Kimia Permukaan: Surfaktan



2.1       Surfaktan
Surfaktan merupakan bahan aktif permukaan. Surfaktan ini memiliki gugus hidrofilik dan gugus hidrofobik sehingga dapat mempersatukan campuran yang terdiri dari air dan minyak. Aktifitas surfaktan diperoleh karena sifat ganda dari molekulnya. Molekul surfaktan memiliki bagian polar yang suka akan air (hidrofilik) dan bagian non polar yang suka akan minyak/lemak (hidrofobik). Bagian polar molekul surfaktan dapat bermuatan positif, negatif atau netral. Sifat rangkap ini yang menyebabkan surfaktan dapat diadsorbsi pada antar muka udara-air, minyak-air dan zat padat-air, membentuk lapisan tunggal dimana gugus hidrofilik berada pada fase air dan rantai hidrokarbon ke udara, dalam kontak dengan zat padat ataupun terendam dalam fase minyak. Umumnya bagian non polar (hidrofobik) adalah merupakan rantai alkil yang panjang ”ekor”, sementara bagian yang polar (hidrofilik) mengandung gugus hidroksil dan nampak sebagai “kepala” surfaktan. Representasi surfaktan ditunjukan paga Gambar 1 di bawah ini.

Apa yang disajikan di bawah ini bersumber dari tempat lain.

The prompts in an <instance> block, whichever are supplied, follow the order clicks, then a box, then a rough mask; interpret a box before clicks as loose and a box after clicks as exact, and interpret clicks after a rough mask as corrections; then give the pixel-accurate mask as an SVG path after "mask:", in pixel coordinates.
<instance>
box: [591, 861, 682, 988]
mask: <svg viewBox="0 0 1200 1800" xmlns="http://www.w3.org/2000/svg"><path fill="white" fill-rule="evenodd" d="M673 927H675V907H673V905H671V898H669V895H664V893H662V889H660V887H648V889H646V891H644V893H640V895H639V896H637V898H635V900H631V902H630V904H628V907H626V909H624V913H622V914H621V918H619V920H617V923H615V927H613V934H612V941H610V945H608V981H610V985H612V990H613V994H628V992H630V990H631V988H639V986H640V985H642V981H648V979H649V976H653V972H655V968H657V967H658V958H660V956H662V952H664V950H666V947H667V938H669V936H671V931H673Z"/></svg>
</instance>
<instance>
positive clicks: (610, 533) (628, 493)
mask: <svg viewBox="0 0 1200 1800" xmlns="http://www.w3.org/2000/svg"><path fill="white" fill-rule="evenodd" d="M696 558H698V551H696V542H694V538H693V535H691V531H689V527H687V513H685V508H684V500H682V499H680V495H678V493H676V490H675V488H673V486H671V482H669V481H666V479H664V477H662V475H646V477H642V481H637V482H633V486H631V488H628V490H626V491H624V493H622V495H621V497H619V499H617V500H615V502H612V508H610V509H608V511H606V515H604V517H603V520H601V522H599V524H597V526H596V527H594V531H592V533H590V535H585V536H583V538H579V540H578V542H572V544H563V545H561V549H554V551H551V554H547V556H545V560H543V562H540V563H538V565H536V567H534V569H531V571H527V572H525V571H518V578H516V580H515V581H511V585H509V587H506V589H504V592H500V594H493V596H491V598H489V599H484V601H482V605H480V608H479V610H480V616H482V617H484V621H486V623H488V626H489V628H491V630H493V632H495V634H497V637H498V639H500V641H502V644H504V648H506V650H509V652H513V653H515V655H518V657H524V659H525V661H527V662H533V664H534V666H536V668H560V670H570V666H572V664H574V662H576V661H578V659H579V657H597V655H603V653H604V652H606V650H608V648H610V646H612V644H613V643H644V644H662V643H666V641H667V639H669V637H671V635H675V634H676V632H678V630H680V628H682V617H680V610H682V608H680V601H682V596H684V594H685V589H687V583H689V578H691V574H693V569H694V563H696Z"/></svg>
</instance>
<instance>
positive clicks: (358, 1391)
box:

Gambar 2. Representasi struktur surfaktan
 Gugus hidrofilik pada surfaktan bersifat polar dan mudah bersenyawa dengan air, sedangkan gugus hidrofobik bersifat non polar dan mudah bersenyawa dengan minyak. Pada suatu molekul surfaktan, salah satu gugus harus lebih dominan jumlahnya. Molekul-molekul surfaktan akan diadsorpsi lebih kuat oleh air dibandingkan dengan minyak apabila gugus polarnya yang lebih dominan. Hal ini menyebabkan tegangan permukaan air menjadi lebih rendah sehingga mudah menyebar dan menjadi fase kontinyu. Sebaliknya, apabila gugus non polarnya lebih dominan, maka molekul-molekul surfaktan tersebut akan diadsorpsi lebih kuat oleh minyak dibandingkan dengan air. Akibatnya tegangan permukaan minyak menjadi lebih rendah sehingga mudah menyebar dan menjadi fase kontinyu.
Penambahan surfaktan dalam larutan akan menyebabkan turunnya tegangan permukaan larutan. Setelah mencapai konsentrasi tertentu, tegangan permukaan akan konstan walaupun konsentrasi surfaktan ditingkatkan. Bila surfaktan ditambahkan melebihi konsentrasi ini maka surfaktan mengagregasi membentuk misel. Konsentrasi terbentuknya misel ini disebut critical micelle concentration (cmc). Tegangan permukaan akan menurun hingga cmc tercapai. Setelah cmc tercapai, tegangan permukaan akan konstan yang menunjukkan bahwa antar muka menjadi jenuh dan terbentuk misel yang berada dalam keseimbangan dinamis dengan monomernya.
Pada konsentrasi kritik misel terjadi penggumpalan atau agregasi dari molekul-molekul surfaktan membentuk misel. Misel biasanya terdiri dari 50 sampai 100 molekul asam lemak dari sabun Sifat-sifat koloid dari larutan elektrolit natrium dedosil sulfat dapat dilihat pada Gambar 2.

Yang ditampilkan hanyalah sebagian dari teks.